Hash browns are probably the more typical side choice for breakfast. Each patty has 150 kcal, just like the parfait. You aren’t getting any fruit, but then, you aren’t getting added sugar, either. If you’re a sucker for these, go with just one, or even split it with a friend!

Coffee. Here we go.

coffee

  • I actually think McDonald’s brews a great house blend. A hot small cup with 2 or 3 creams is my favorite. I just love it! I couldn’t finish my whole cup at our brunch, so I took it home and drank the rest chilled the next morning. Yum!
  • Iced Coffee – You can get a small vanilla for 100, hazelnut for 110, or caramel for 120 kcal. 15, 17, and 20g of sugar, respectively. I can drink to that – it’s even less of a splurge than Chick-fil-a’s, and we think it might be better. (If you opt for artificial sweetener, the sugar free vanilla is 70 kcal and 1g sugar for a small, but I usually go with the standard vanilla).

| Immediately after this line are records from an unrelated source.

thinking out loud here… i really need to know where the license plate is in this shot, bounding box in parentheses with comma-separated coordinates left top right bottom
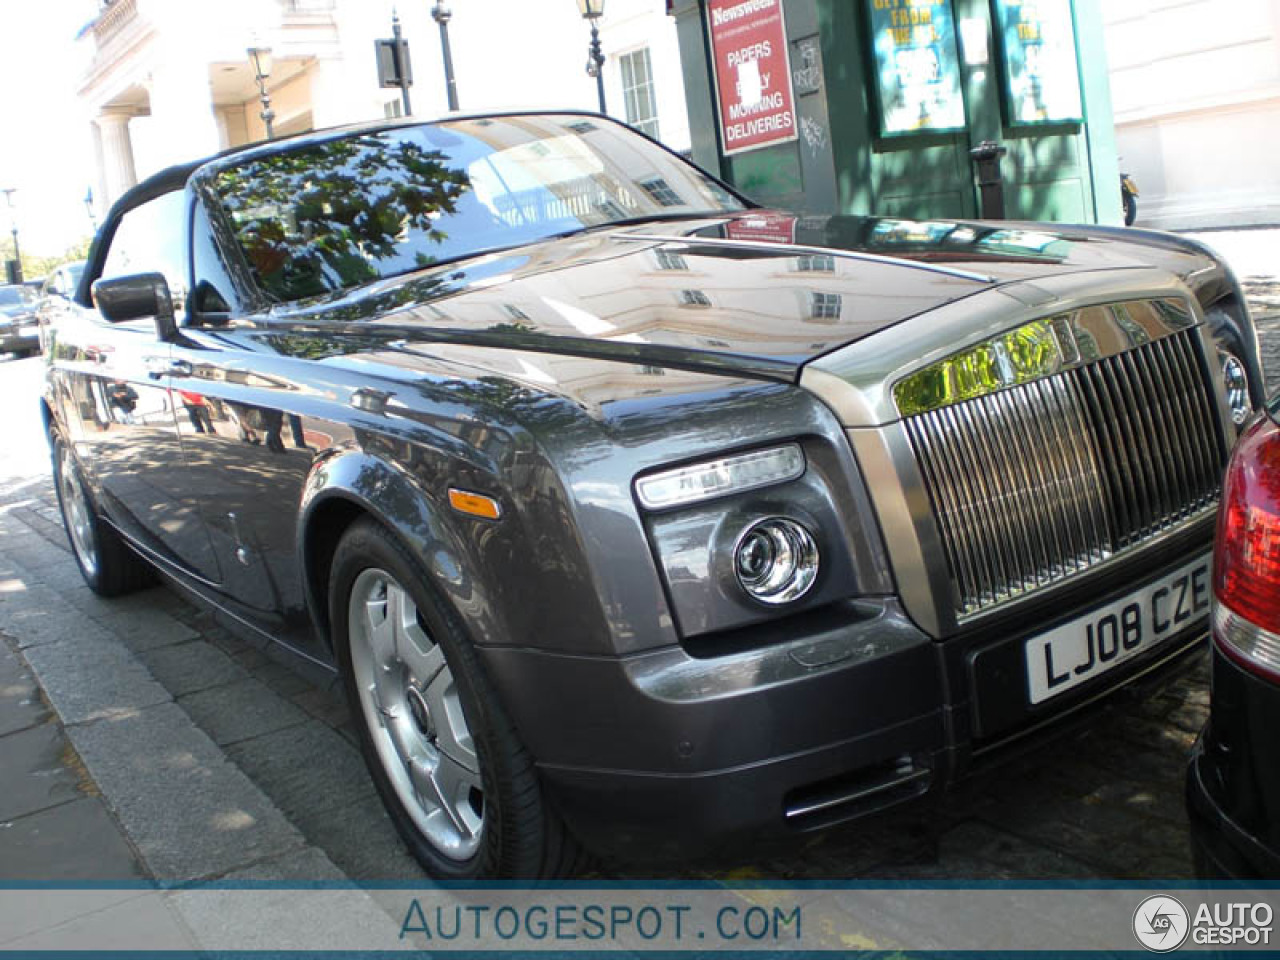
(1025, 555, 1211, 705)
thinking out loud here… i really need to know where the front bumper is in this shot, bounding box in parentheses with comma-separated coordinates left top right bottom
(484, 548, 1212, 862)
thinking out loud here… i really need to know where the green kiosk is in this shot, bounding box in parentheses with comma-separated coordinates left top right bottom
(672, 0, 1122, 225)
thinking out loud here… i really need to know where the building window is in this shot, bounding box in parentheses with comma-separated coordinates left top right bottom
(639, 178, 682, 207)
(793, 254, 835, 273)
(680, 289, 711, 308)
(810, 292, 843, 320)
(654, 249, 688, 271)
(619, 47, 659, 139)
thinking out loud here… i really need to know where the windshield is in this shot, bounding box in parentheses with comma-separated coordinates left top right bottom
(209, 115, 745, 303)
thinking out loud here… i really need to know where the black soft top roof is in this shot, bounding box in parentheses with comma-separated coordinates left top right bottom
(84, 109, 612, 305)
(106, 108, 610, 219)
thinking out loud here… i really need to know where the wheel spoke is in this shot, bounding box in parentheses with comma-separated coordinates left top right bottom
(423, 666, 478, 773)
(410, 750, 481, 840)
(364, 593, 397, 669)
(402, 630, 446, 688)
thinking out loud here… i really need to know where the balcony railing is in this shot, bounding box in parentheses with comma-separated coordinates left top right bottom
(280, 0, 337, 14)
(92, 0, 139, 48)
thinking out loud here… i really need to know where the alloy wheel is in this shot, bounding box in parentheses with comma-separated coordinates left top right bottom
(59, 447, 98, 578)
(347, 567, 485, 860)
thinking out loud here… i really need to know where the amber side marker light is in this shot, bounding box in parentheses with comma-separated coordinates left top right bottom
(1215, 414, 1280, 684)
(448, 488, 502, 521)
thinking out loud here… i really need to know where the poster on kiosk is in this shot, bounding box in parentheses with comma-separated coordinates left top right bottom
(706, 0, 799, 156)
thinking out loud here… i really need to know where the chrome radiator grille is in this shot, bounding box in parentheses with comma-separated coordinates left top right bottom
(905, 328, 1226, 617)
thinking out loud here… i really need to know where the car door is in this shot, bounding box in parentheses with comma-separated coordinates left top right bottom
(162, 197, 326, 652)
(61, 188, 223, 584)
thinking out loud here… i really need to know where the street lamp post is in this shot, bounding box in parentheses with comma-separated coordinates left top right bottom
(2, 189, 21, 284)
(577, 0, 607, 114)
(391, 10, 412, 116)
(431, 0, 459, 111)
(247, 45, 275, 140)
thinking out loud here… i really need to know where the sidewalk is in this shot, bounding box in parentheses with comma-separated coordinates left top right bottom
(0, 635, 146, 882)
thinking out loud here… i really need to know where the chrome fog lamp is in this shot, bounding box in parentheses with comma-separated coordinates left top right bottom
(635, 444, 805, 510)
(734, 518, 819, 605)
(1221, 352, 1252, 426)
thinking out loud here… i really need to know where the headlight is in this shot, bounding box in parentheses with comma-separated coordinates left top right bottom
(1221, 352, 1251, 426)
(734, 517, 819, 605)
(635, 444, 805, 510)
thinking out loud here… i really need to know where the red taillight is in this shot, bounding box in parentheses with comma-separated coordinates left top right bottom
(1215, 414, 1280, 683)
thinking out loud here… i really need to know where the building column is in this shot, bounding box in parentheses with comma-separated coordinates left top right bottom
(96, 111, 138, 208)
(90, 121, 108, 222)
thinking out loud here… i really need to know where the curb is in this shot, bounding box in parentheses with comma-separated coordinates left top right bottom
(0, 496, 349, 887)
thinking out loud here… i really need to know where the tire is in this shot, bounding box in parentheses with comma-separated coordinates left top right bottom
(50, 431, 154, 596)
(1124, 192, 1138, 227)
(329, 517, 584, 879)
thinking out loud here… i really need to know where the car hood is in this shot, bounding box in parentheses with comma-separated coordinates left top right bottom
(271, 211, 1223, 383)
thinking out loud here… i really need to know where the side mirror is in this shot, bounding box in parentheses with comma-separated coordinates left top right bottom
(91, 272, 177, 341)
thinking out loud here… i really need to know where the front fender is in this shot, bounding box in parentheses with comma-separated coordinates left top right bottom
(297, 447, 504, 651)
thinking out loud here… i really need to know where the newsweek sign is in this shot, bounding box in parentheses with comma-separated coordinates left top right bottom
(707, 0, 798, 156)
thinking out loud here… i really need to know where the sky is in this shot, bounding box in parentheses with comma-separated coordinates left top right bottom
(0, 0, 101, 256)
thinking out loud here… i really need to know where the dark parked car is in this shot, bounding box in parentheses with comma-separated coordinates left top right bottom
(1188, 410, 1280, 878)
(0, 283, 40, 356)
(35, 261, 85, 357)
(43, 112, 1263, 879)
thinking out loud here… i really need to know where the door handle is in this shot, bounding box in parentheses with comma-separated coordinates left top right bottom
(146, 357, 193, 380)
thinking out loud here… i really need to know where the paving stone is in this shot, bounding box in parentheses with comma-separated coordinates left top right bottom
(0, 584, 120, 651)
(179, 677, 309, 747)
(0, 889, 194, 952)
(250, 659, 314, 697)
(0, 797, 148, 881)
(72, 590, 199, 652)
(0, 641, 48, 736)
(169, 850, 404, 952)
(22, 633, 171, 726)
(290, 686, 351, 729)
(216, 845, 347, 882)
(225, 721, 377, 822)
(0, 722, 82, 821)
(933, 820, 1100, 879)
(978, 791, 1193, 878)
(229, 646, 272, 670)
(24, 561, 95, 595)
(291, 792, 426, 881)
(9, 541, 76, 573)
(137, 640, 248, 697)
(66, 702, 304, 882)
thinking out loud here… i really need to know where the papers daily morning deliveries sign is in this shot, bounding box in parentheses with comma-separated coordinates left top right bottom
(707, 0, 798, 156)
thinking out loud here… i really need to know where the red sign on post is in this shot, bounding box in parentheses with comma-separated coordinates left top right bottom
(706, 0, 798, 156)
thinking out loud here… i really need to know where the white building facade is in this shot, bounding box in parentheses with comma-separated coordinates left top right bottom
(1103, 0, 1280, 229)
(78, 0, 692, 216)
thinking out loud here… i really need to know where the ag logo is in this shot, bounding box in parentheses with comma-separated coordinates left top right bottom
(1133, 895, 1190, 952)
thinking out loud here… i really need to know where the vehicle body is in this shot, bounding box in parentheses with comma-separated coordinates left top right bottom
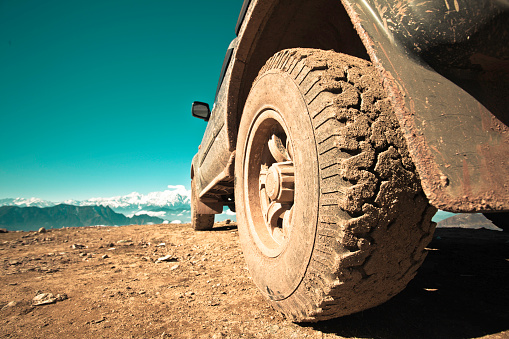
(191, 0, 508, 321)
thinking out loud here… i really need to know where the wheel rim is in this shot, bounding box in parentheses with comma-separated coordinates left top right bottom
(244, 109, 295, 257)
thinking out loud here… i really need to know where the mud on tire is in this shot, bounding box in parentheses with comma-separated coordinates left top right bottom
(235, 48, 437, 322)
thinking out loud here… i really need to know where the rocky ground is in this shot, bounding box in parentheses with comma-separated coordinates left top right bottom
(0, 220, 508, 338)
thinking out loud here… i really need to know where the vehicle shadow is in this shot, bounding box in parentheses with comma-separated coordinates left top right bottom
(210, 224, 238, 232)
(305, 228, 509, 339)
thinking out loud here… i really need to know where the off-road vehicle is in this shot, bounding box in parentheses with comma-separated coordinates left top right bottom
(190, 0, 508, 321)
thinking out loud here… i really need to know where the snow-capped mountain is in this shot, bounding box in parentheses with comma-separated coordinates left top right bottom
(68, 185, 192, 222)
(64, 185, 191, 214)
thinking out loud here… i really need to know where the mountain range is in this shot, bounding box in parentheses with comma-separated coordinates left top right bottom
(0, 185, 192, 223)
(0, 185, 236, 229)
(0, 204, 164, 232)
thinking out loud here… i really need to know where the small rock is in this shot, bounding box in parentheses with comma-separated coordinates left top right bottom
(9, 260, 20, 266)
(155, 255, 178, 263)
(32, 293, 67, 306)
(87, 316, 106, 324)
(0, 228, 8, 233)
(32, 293, 57, 306)
(56, 294, 68, 301)
(102, 254, 109, 259)
(79, 253, 87, 257)
(225, 219, 231, 224)
(184, 291, 195, 297)
(170, 264, 179, 271)
(38, 227, 47, 233)
(116, 239, 132, 244)
(208, 300, 220, 306)
(156, 243, 166, 247)
(1, 301, 17, 310)
(72, 244, 86, 249)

And these are all my tips. Note – you can make YUMMIER and healthier versions of most of these things at home, but sometimes it’s just fun to go out with the girls!

Happy smacking,

Rae

Reference

Freeland-Graves, J., & Nitzke, S. (2002). Position of the American Dietetic Association: total diet approach to communicating food and nutrition information. Journal of the American Dietetic Association, 102(1), 100-108.